Freitag, 19. Dezember 2014

[Rezension] Die Sache mit dem Glück - Matthew Quick


Inhalt
Der neununddreißigjährige Bartholomew hatte noch nie einen Job. Sein ganzes Leben lang hat er bei seiner Mutter gelebt und sie in den letzten Jahren, als der Krebs sie immer verwirrter werden ließ, gepflegt. Doch nun ist seine Mutter tot. Als Bartholomew im Zimmer seiner Mutter einen Brief von Richard Gere findet, in dem er zum Boykott der Olympischen Spiele in Tibet aufruft, beschließt Bartholomew, ihm zu schreiben. Über seine Mutter, die ihn vor ihrem Tod immer häufiger Richard nannte. Über Father McNamee, der auf eine Anweisung von Gott wartet und in der Zwischenzeit dem Alkohol zuspricht. Und über die Jungthekarin, die er schon lange in der Bibliothek beobachtet, ohne sich zu trauen, sie anzusprechen. Bartholomew weiß, dass sein Leben alles andere als normal ist, doch er sieht die Zeit gekommen, es endlich selbst in die Hand zu nehmen…

Meinung
Die Geschichte dieses Buches wird ausschließlich in Briefen von Bartholomew an Richard Gere geschildert. Zu Beginn schildert Bartholomew die Gründe für diese Entscheidung. Weil seine Mutter ihn in ihren letzten Tagen nur noch mit Richard ansprach, hatte Bartholomew das Gefühl, selbst vorübergehend Richard Gere zu sein und seine eigentliche Persönlichkeit ablegen zu können. Nun erhofft er sich von Richard Gere Unterstützung bei einem Neuanfang. Ob er seine Briefe je abschickt, ist ungewiss und eigentlich auch nicht wichtig, denn schnell wird klar, dass Bartholomew diese Briefe schreibt, um seine Gedanken zu ordnen und sich selbst mithilfe eines imaginären Unterstützers Mut zuzusprechen. Wirkte das Stilelement am Anfang noch ungewöhnlich, wurde schnell deutlich, dass dies genau der richtige Weg war, um die Geschichte dieses ungewöhnlichen Mannes zu erzählen.
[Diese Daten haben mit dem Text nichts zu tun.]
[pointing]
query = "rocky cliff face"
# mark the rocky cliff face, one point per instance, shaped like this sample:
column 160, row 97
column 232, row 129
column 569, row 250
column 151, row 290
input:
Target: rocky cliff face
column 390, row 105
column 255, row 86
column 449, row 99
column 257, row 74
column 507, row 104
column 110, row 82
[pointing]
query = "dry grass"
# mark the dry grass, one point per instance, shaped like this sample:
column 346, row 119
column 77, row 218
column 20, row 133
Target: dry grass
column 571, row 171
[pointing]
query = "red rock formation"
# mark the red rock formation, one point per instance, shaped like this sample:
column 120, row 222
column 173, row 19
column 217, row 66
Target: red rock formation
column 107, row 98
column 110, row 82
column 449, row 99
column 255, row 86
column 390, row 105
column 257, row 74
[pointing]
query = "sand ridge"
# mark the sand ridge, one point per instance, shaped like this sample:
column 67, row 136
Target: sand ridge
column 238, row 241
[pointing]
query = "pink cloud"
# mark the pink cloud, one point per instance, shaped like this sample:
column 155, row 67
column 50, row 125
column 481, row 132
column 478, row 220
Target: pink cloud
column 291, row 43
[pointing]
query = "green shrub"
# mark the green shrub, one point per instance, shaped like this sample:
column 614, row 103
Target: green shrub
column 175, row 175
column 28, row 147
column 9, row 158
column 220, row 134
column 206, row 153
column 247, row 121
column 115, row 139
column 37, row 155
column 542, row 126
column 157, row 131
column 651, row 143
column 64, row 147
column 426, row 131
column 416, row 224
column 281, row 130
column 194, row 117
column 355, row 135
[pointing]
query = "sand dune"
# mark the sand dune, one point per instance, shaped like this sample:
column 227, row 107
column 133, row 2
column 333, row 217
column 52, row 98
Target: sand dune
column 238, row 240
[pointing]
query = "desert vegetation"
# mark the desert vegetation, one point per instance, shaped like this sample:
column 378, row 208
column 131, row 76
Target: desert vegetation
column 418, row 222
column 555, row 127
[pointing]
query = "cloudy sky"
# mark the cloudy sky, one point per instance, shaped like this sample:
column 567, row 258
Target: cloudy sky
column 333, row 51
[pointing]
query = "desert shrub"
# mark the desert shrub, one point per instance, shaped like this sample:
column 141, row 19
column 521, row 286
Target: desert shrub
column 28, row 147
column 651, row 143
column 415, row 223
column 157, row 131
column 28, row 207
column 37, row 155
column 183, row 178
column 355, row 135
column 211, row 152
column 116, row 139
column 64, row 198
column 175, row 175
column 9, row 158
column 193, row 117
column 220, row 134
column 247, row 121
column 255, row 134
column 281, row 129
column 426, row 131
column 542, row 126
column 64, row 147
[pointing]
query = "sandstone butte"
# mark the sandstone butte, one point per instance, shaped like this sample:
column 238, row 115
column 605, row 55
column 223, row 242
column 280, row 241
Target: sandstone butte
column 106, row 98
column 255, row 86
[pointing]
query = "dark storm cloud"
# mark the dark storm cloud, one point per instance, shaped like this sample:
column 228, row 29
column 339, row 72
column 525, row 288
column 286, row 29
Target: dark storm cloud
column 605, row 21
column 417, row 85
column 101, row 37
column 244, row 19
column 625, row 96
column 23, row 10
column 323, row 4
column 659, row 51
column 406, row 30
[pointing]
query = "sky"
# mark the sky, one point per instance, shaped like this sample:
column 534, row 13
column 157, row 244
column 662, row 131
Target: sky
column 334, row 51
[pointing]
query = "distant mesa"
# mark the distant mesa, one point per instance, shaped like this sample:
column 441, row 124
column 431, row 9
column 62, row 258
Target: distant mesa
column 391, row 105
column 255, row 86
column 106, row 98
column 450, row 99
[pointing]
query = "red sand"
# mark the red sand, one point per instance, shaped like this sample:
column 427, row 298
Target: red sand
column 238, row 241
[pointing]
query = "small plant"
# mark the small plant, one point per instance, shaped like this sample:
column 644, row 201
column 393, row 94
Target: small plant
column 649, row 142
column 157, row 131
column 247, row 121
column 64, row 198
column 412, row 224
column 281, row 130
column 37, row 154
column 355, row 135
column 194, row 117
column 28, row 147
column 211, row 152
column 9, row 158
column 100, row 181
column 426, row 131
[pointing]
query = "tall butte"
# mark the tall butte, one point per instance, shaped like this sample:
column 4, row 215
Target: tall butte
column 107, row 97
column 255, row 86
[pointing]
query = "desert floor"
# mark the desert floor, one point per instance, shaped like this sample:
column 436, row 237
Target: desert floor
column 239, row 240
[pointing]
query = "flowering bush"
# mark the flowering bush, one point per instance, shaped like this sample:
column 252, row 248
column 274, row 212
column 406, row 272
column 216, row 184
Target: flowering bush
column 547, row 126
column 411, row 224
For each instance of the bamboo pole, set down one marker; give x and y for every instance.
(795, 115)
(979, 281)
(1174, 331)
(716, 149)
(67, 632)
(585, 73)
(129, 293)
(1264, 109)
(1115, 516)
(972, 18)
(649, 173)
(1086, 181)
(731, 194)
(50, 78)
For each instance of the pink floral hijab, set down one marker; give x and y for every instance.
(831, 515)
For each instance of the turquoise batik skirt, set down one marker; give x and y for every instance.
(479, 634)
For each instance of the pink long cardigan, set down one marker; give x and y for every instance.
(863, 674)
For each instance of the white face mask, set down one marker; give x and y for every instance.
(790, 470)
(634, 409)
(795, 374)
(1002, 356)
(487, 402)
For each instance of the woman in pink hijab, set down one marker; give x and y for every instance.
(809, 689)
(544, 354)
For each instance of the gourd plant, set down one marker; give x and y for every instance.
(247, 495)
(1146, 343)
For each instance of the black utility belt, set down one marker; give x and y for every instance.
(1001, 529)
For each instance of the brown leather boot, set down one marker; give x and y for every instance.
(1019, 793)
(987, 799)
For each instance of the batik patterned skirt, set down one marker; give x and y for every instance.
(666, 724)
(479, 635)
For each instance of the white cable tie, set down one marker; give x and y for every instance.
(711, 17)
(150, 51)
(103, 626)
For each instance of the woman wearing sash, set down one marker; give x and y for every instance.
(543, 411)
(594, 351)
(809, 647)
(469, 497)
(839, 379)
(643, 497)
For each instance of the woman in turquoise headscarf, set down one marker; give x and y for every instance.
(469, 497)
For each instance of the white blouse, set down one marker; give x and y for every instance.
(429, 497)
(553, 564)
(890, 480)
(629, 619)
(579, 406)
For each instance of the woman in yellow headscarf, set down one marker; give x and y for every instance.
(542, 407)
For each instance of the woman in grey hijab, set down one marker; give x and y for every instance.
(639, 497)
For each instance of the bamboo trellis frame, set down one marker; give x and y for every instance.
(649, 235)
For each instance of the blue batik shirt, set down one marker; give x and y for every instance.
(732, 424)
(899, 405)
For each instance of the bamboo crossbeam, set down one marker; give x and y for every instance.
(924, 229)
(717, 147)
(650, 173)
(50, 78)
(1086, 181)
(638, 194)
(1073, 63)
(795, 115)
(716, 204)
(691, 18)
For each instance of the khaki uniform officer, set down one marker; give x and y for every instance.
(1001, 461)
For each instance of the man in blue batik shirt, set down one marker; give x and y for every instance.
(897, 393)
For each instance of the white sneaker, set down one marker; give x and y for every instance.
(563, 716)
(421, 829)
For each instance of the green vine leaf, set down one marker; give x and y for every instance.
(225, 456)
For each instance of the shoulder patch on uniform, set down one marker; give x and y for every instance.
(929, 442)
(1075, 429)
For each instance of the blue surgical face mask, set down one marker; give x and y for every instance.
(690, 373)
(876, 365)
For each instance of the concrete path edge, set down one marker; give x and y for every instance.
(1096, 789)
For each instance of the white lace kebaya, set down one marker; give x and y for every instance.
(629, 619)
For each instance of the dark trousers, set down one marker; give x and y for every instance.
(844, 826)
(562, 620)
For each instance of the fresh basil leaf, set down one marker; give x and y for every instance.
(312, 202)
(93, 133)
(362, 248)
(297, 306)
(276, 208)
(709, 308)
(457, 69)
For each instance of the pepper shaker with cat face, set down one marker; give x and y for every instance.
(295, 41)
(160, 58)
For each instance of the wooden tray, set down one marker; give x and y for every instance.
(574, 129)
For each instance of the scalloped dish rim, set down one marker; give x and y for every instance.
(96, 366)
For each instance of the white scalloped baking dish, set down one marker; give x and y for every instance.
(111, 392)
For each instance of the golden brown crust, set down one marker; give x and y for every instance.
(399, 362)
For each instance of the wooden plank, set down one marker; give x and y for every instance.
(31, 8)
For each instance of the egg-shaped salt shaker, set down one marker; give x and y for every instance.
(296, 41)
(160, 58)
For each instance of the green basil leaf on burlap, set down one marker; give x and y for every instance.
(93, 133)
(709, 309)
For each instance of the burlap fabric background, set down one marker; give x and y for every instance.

Bartholomew ist mir schnell ans Herz gewachsen. Er ist intelligent und hat ein riesiges Herz, verhält sich aber gleichzeitig auch naiv und verschließt seine Augen vor bestimmten Wahrheiten. Umso erstaunlicher ist die Entwicklung, die er in der Geschichte durchmacht und die das Herzstück des Buches ist. Er muss lernen, ohne seine Mutter zurechtzukommen und über seinen eigenen Schatten springen. Während er auf die ersten Veränderungen in seinem Leben nach dem Tod seiner Mutter noch kaum Einfluss nimmt, wird er selbst immer aktiver und mutiger. Dabei legt er eine starke und oft philosophische Selbstreflexion an den Tag.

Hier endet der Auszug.